Tuesday, 29 January 2013

THE LAST STAND - Film Review

It's been a while since I updated this blog, and I'm sorry for that, but stuff will be along soonest!

It’s been quite a wait of you don’t count “The Expendables” films, but The Austrian Oak is back, attempting to out act the scenery and shooting big guns like he’s not a billion years old. “The Last Stand” is not a film for film buffs, but it’s certainly one for those who appreciate a good old 1980’s style cheese fest, the natural successor to the likes of “Commando” or “Eraser”.

The plot, such as it is, sees a big shot terrorist escape from custody in spectacular style, then steal a high performance souped up car to race to the Mexican border. Such is the speed at his command, the Feds can’t catch or stop him, especially when they realise he will be taking a route through a small Southern town where his mates have bridged a canyon. If only there was a small town sheriff the size of a small truck who saw plenty of mad action during his time with the LAPD, preferably with a dumb accent and ginormous muscles. Well, as luck would have it…

Yep, it’s down to Arnholdt and his luckless deputies to fight off Mr Terrorists gang and also stop the man himself making it over the border. They could, of course, just stand aside and pick their noses for a few hours and not get at all killed, but Sheriff Schwarzenegger don’t play it that way, as we well know. Also, it would be a shit film.
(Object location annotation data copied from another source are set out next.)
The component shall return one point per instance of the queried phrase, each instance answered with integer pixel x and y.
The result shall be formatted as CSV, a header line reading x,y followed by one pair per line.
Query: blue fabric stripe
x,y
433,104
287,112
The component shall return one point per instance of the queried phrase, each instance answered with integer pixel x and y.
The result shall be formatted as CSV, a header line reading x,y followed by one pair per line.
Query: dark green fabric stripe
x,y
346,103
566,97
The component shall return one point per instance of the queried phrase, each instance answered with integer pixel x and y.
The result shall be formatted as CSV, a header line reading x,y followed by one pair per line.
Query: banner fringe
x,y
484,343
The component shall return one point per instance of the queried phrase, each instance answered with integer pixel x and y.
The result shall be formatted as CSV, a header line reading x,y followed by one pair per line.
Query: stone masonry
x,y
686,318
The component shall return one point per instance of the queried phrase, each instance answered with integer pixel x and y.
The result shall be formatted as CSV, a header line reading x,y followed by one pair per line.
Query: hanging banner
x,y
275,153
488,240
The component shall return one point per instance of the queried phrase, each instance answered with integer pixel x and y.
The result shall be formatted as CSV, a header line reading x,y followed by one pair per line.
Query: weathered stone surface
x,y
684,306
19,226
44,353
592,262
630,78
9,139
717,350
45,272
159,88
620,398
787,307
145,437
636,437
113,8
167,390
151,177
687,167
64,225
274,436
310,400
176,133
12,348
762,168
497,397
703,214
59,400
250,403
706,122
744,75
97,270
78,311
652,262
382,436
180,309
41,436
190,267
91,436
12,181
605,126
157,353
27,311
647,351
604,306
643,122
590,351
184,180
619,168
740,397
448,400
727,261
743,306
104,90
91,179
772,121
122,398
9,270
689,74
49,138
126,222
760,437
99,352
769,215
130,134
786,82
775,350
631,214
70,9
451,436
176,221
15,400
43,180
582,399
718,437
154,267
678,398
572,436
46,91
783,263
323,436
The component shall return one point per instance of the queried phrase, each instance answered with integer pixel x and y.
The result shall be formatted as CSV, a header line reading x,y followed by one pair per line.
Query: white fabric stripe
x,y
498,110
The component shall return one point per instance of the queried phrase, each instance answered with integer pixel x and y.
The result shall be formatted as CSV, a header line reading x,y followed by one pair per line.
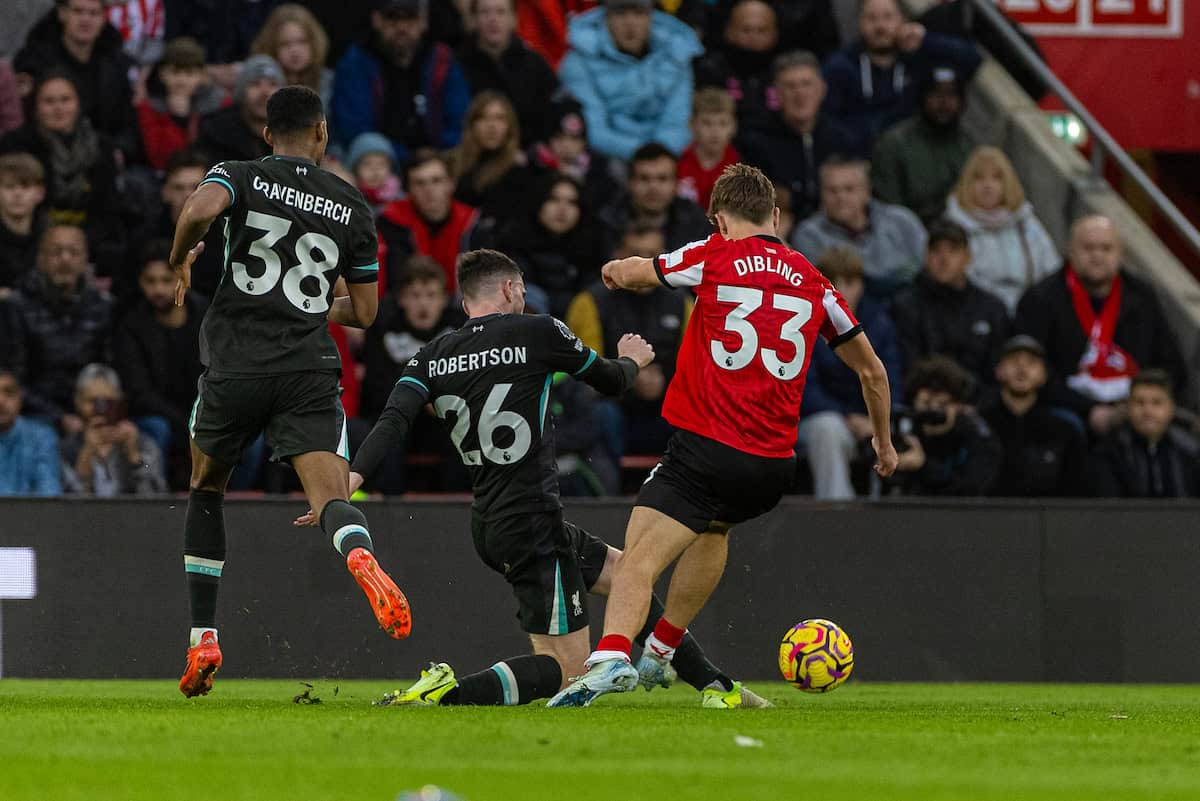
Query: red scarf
x,y
1104,368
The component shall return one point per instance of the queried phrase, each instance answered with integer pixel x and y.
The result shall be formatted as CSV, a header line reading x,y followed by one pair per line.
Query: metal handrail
x,y
1104,143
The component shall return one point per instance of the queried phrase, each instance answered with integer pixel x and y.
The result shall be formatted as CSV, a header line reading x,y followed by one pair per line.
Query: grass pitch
x,y
249,741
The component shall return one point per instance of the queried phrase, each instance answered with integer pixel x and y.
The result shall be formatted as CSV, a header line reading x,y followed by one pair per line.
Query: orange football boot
x,y
387,601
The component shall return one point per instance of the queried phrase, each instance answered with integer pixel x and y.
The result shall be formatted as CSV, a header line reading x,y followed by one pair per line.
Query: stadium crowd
x,y
565,133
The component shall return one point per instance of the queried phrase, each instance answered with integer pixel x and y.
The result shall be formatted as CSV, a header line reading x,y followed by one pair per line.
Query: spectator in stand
x,y
652,199
299,44
713,127
600,318
557,245
802,24
77,40
429,221
1011,250
1045,453
1099,326
799,137
79,168
951,450
370,160
874,82
61,324
946,313
156,350
179,94
417,309
22,191
891,238
917,162
489,168
1147,456
834,425
235,133
12,115
185,170
565,150
741,62
401,83
109,457
493,58
29,450
630,67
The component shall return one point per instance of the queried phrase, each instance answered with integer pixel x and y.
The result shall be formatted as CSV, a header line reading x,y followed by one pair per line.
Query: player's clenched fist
x,y
634,347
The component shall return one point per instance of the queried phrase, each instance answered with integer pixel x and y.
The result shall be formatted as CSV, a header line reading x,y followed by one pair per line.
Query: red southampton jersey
x,y
744,357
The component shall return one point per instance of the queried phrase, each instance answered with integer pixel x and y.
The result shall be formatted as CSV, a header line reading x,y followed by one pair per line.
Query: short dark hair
x,y
744,192
186,158
1153,377
939,374
483,266
651,151
156,250
293,109
418,160
947,230
418,270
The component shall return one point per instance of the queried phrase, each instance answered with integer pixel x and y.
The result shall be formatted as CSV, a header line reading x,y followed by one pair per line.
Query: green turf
x,y
141,740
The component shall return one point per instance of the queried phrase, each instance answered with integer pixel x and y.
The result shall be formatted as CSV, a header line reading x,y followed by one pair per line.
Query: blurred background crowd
x,y
565,133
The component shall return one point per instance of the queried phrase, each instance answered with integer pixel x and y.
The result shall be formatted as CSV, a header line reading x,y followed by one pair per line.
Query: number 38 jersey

So we get Arnie in full flow, Forest Whitaker as an FBI agent who isn’t sure what the heck’s going on and Johnny Knoxville as a loopy local with plenty of firepower he’s happy to play with. Subtlety is thrown out of the window, and this really should be a massive excuse for reviewers to make jokes about the fact that this sort of thing doesn’t really work any more, especially with old Governatots wheezing about in the desert and making self referential “I’m old” jokes. No siree, that shouldn’t work AT ALL… but it does.

“The Last Stand” has been sneaked in post Christmas with minimal long term advertising, and despite all these classic “Bad Movie” signs it’s a lot of fun. There is a definite need to leave your brain at the door, but at least this is a film that never pretends to be anything other than it is, and tie that together with a decent script and good direction  and you’ve got a fun night out. I expect more these days from Stallone and Willis, but this is the sort of thing that Arnie does best, so sit back and enjoy it.